Friday, 12 April 2013

Beers Of London Series
11. Moncada Brewery - Notting Hill Stout 5.0%

I almost had my first encounter with Moncada Brewery around a year ago when I discovered they would be supplying a few casks for the Chelmsford Beer Festival. I'd previously heard some good things about the beer, and the brewery was then just under a year old. Unfortunately I was unable to sample their wares as their beers were not available the day I went, which was to my considerable annoyance, so I had to make do with drinking Struise Tsjeeses instead (life is cruel, but then good again sometimes - thanks @tdtm82 ). Julio Moncada (founder in the autumn of 2011 of the eponymous brewery) had every intention of opening a delicatessen when, after attending a course on brewing, he had a change of heart and a change of direction. Born in Argentina, he had settled in West London, with premises around the corner from Portobello Road in Notting Hill (after which all the beers are named) and has attempted to source his raw ingredients within a 100 mile radius of London whenever possible. This information and much more is readily available on the brewery website which I'd recommend spending the time to take a look around if you haven't already.

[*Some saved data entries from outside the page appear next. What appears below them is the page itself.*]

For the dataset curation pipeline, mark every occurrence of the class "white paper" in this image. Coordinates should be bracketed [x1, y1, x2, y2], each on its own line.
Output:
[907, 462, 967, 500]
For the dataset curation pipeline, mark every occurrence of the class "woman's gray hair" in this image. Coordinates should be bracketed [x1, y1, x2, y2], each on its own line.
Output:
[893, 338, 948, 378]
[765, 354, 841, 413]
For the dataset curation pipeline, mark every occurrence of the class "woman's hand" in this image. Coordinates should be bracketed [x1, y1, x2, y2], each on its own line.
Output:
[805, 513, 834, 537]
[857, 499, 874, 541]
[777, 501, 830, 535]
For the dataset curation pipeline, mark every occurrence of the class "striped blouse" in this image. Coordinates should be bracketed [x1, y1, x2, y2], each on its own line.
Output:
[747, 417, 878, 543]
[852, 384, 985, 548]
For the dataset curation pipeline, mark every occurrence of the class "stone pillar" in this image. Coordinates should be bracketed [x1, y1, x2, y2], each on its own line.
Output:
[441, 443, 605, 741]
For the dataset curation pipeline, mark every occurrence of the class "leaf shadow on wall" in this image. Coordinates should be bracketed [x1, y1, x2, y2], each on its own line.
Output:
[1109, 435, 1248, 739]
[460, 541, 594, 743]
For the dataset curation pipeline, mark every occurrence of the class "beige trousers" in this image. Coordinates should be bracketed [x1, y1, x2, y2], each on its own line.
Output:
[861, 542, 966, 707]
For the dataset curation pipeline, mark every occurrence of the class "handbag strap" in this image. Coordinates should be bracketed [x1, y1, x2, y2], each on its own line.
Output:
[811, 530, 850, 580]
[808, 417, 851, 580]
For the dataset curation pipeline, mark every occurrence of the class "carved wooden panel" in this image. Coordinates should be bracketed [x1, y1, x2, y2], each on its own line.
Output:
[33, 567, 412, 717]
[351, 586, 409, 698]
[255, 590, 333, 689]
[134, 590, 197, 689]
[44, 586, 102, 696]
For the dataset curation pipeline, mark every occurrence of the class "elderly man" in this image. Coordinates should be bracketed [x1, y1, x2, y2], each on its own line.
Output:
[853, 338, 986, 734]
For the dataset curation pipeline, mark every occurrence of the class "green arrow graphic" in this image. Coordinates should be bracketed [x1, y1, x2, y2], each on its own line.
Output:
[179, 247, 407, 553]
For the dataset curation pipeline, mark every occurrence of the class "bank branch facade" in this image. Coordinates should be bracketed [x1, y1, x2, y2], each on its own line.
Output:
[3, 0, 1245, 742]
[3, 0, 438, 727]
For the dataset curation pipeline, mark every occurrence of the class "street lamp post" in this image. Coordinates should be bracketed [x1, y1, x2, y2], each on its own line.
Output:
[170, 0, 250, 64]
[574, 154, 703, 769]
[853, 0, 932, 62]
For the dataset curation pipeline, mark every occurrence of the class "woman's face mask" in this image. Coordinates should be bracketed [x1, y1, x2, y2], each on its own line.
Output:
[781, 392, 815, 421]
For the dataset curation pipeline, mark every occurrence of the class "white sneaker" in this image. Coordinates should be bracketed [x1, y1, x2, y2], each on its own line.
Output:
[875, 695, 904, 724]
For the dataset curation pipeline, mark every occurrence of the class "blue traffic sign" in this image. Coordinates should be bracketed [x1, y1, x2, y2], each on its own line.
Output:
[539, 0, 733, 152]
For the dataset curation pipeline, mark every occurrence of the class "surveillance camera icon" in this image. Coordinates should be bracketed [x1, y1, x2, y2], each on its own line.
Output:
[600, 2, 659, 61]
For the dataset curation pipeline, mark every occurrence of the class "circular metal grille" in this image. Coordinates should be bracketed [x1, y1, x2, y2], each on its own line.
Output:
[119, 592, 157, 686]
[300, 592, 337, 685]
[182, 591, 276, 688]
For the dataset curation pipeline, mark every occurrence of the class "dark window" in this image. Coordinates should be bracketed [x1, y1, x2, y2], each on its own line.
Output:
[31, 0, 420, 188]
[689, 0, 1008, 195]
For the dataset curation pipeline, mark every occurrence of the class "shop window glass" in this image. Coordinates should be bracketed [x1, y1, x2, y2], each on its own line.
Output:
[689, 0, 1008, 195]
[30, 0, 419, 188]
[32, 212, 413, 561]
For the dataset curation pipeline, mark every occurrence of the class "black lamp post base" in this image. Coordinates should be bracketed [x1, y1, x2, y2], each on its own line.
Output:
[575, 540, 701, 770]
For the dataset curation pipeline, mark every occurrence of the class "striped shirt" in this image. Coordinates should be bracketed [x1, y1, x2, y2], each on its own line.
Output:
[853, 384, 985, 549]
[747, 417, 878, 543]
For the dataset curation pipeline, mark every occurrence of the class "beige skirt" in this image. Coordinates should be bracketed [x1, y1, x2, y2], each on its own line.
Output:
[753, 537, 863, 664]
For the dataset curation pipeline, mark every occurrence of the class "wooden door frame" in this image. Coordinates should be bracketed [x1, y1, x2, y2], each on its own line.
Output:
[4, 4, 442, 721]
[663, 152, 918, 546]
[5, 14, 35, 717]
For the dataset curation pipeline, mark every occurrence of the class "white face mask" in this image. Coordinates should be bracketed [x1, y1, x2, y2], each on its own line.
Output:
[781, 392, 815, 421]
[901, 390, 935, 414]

Notting Hill Stout is the newest addition to the range, is of the oatmeal variety and is available in both 330ml and 500ml bottles both bottle-conditioned and with two different labels. It's the 500ml that I'll be drinking tonight, it's no different to the smaller version, it's just that I fancy a bigger bottle of beer this evening (been that kind of day).
It pours a delightful 'oil-slick' midnight brown with the thinnest white-coffee head, but this quickly disappears. The aroma is exactly like a good cup of quality coffee served with milk. There's a little bitter chocolate in there too, an a little tyre rubber (it reminds me a of the rubbery smell I encounter when changing the tyres on my mountain bike) but it's the coffee that's all encompassing here. Roughing up the tip of the tongue and the back of the throat, it's smooth as silk over the middle. Unsurprisingly there's lots of coffee and dark chocolate in the flavour, but it is only about half way down the glass that the hops reveal themselves with a whisper of dark prune and a mention of zesty lime smothered in chocolate. The finish is incredibly smooth too and, in amongst the bitterness, there's a faint weave of creamy fruitiness that steadfastly refuses my attempts to identify it. The words that spring to mind when descibing this beer are 'refined' and 'accomplished'. It is full of flavour with no trace of alcohol apparent and simply about as good as a stout can be. I don't really need to add any more.